Posted on July 22, 2013 at 11:40 AM


Social emotional development simply refers to a child's capacity to experience emotions and respond appropriately. By learning proper responses to emotional matters, children are more likely to lead healthy, more productive lives as adults. Some aspects of social emotional development include:


• Self-confidence and self-esteem


•Self-control and behavior


•Empathy and compassion

•Cooperation and cooperative play.



Examples of typical social emotional development include laughing and smiling at a mirror reflection (7 months); wanting to be near adults and needing reassurance that a caregiver is nearby (14 months); imitating grown-up activities (16 months); claiming ownership of personal things (mine!) (24 months), and; pretending to be a Mommy or Daddy (24 months).

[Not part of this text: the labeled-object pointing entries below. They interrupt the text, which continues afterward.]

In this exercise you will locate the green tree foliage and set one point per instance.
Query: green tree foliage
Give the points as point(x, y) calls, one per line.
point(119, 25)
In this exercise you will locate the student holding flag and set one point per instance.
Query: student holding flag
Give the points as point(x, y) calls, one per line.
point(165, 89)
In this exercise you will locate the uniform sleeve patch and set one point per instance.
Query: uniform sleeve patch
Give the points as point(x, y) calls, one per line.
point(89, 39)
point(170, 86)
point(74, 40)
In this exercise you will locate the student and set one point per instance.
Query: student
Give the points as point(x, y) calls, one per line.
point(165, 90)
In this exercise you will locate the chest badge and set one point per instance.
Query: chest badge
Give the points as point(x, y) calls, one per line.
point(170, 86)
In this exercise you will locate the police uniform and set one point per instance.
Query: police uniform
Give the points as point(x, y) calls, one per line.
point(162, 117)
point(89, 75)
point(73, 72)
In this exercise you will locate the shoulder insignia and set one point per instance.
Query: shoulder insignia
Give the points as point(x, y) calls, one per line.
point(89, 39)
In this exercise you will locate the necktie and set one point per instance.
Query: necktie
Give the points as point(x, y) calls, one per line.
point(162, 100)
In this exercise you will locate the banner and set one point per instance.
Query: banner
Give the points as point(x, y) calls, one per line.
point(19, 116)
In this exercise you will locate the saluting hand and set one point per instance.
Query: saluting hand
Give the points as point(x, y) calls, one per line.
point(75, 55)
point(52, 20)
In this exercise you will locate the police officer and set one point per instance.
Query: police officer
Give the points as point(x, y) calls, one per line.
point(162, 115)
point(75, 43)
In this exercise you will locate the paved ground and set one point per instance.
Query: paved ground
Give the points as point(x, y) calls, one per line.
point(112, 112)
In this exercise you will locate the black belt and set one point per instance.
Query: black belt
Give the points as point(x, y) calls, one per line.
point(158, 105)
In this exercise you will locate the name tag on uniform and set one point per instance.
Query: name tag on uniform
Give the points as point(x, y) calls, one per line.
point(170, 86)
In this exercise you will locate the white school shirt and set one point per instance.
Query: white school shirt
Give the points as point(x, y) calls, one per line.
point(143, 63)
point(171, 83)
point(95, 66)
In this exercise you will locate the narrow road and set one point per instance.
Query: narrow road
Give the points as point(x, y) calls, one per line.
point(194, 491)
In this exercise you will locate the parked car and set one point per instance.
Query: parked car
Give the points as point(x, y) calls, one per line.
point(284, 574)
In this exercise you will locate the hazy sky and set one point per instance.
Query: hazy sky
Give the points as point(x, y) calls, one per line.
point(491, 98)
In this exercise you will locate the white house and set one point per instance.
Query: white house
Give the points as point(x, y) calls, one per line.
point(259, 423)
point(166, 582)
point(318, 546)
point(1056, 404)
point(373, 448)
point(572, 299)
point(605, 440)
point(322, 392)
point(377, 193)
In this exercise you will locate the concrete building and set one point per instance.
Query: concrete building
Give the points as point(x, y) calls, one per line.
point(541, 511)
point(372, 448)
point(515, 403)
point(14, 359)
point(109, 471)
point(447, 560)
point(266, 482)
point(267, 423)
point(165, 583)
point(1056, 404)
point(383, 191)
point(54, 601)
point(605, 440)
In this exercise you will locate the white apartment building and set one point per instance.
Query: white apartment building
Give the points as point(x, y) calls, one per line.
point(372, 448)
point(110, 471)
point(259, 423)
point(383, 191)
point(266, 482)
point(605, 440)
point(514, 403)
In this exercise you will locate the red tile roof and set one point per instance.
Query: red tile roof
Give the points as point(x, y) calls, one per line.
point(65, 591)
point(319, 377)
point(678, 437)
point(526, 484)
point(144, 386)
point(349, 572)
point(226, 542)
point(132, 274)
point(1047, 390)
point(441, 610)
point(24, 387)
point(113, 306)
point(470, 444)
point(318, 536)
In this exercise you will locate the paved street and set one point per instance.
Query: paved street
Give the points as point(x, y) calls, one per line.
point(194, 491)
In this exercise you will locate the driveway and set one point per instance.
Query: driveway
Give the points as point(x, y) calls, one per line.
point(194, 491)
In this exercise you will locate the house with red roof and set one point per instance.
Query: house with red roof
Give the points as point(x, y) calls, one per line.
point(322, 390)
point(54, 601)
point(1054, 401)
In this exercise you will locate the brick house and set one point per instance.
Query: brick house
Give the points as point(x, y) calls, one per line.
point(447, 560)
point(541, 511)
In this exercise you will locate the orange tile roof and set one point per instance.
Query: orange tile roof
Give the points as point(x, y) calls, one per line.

The reason for a child to be experiencing a delay in social emotional development is not always clear. Children with Autism especially have difficulty in this area of development. These children often avoid social interaction, prefer solitary play, and have difficulty interpreting body language and reading facial expressions. Children with Autism may say "ow" when they are being tickled or laugh when being scolded. For these children, proper social emotional responses do not develop as naturally as with typically developing children.



Environmental risk factors have also been known to impact a child's social emotional development. Examples of these types of risk factors include:

•Exposure to infection, alcohol or drugs prior to birth

•Poor nutrition

•Lead poisoning or exposure to other toxins

•Premature birth

•Poor prenatal care

•Life experiences.



It is important to remember that a child's social emotional skills do not development in isolation. Delays in other areas of development, including communication, motor, and cognition, may impact social emotional development as well.



Regardless of the reason for a social emotional delay, the earlier the intervention, the greater the likelihood that the delay can be successfully addressed.